David William Lord, who has spent the past 25 years proclaiming his son’s innocence, wanted the court to throw out his conviction for trespassing and mischief at the prison where Derik Lord is being held.
Derik Lord, now 42, is serving a life sentence for the first-degree murders of his friend’s mother and grandmother. He was convicted in 1992 of murdering Sharon Huenemann, 47, and her mother, Doris Leatherbarrow, 69. Derik Lord and David Muir, both 17 at the time, killed the women after their Mount Douglas Secondary school classmate, Darren Huenemann, promised them part of a $4-million inheritance from his mother and grandmother.
All three were convicted of first-degree murder and sentenced to life in prison.
Since his son’s conviction, David Lord has unsuccessfully taken every possible legal step to try to establish his son’s innocence. He has also come in conflict with the law with convictions for resisting arrest, obstructing police, causing a disturbance and trespassing at the penitentiary.
Lord has also been fighting with the Correctional Service of Canada for permission to visit his son. He has appealed three Parole Board rulings denying him visiting rights.
“He is aging and in failing health; he fears he will not see his son before he dies,” Justice Neill Brown wrote Friday in a B.C. Supreme Court judgment.
On June 14, 2015, David Lord went to Matsqui prison but was told by the correctional manager that his visiting rights had been suspended and he was not allowed on the property.

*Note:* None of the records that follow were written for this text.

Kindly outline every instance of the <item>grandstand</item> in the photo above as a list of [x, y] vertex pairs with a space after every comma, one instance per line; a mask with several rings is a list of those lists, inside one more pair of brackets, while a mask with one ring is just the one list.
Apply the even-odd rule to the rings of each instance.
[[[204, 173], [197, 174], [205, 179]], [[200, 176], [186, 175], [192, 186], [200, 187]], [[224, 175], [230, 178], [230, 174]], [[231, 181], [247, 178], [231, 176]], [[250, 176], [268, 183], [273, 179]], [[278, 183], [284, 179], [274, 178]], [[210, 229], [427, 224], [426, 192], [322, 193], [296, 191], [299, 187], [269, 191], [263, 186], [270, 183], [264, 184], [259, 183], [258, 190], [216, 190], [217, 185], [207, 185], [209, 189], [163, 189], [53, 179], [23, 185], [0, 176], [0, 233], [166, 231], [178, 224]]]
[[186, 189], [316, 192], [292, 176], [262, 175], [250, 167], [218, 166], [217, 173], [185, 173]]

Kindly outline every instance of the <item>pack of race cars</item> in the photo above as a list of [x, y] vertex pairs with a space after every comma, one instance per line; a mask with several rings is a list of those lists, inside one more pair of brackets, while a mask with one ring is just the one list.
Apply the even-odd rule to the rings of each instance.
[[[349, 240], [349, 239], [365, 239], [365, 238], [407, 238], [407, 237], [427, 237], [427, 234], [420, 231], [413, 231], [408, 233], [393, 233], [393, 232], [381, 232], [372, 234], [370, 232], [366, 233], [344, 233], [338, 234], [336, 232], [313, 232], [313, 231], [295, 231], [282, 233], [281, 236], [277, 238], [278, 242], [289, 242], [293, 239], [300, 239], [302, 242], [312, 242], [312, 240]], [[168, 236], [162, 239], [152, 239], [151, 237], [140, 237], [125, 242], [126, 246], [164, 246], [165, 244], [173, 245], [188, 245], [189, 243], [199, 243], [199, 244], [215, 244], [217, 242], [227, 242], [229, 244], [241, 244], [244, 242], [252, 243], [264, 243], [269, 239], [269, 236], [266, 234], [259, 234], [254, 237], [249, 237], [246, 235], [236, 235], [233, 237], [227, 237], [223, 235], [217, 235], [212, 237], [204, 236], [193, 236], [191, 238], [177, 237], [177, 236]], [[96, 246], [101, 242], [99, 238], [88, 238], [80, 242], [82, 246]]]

When David Lord refused to leave, the prison called Abbotsford police. David Lord began walking along a perimeter fence in a restricted area.
He ignored the manager’s orders to return to the main entrance and started yelling at some prisoners who were in an outdoor yard. The prisoners had to be taken back inside the unit.
David Lord was arrested and charged. After a five-day trial, he was convicted of trespassing and mischief, for interfering with the operation of the prison. He was placed on two years of probation.
At sentencing, the trial judge said that if David Lord were a different man, in different circumstances and a little younger, he would impose a jail sentence because Lord had three trespassing convictions on his criminal record.
David Lord responded: “I’ll have four when this is over with because I’m going to go back and do it again.”
The next time, the judge noted, “jail would be the only thing left.”
David Lord appealed his conviction. But on Friday, Brown dismissed the appeal, finding the trial judge made no errors. Brown said it was evident at both the trial and the hearing that David Lord wanted the court to compel the Correctional Service of Canada to allow him to visit his son.
Derik Lord, who has fiancée and a child, continues to deny the offence and has been denied parole 10 times. Muir, the only one of the three to admit his role in the killings, has been on full parole since 2003.
“The law requires that the Parole Board base its decision on evidence of significant and lasting change in attitude and behaviour,” said Patrick Storey, spokesman for the Parole Board of Canada, Pacific Region.
“However, if the board is able to come to a conclusion that his risk to the community is not undue, they could still grant him a release. But [with] his failure to take responsibility for the offence, especially since one of his accomplices has done so and is out on full parole, it becomes difficult to overlook.”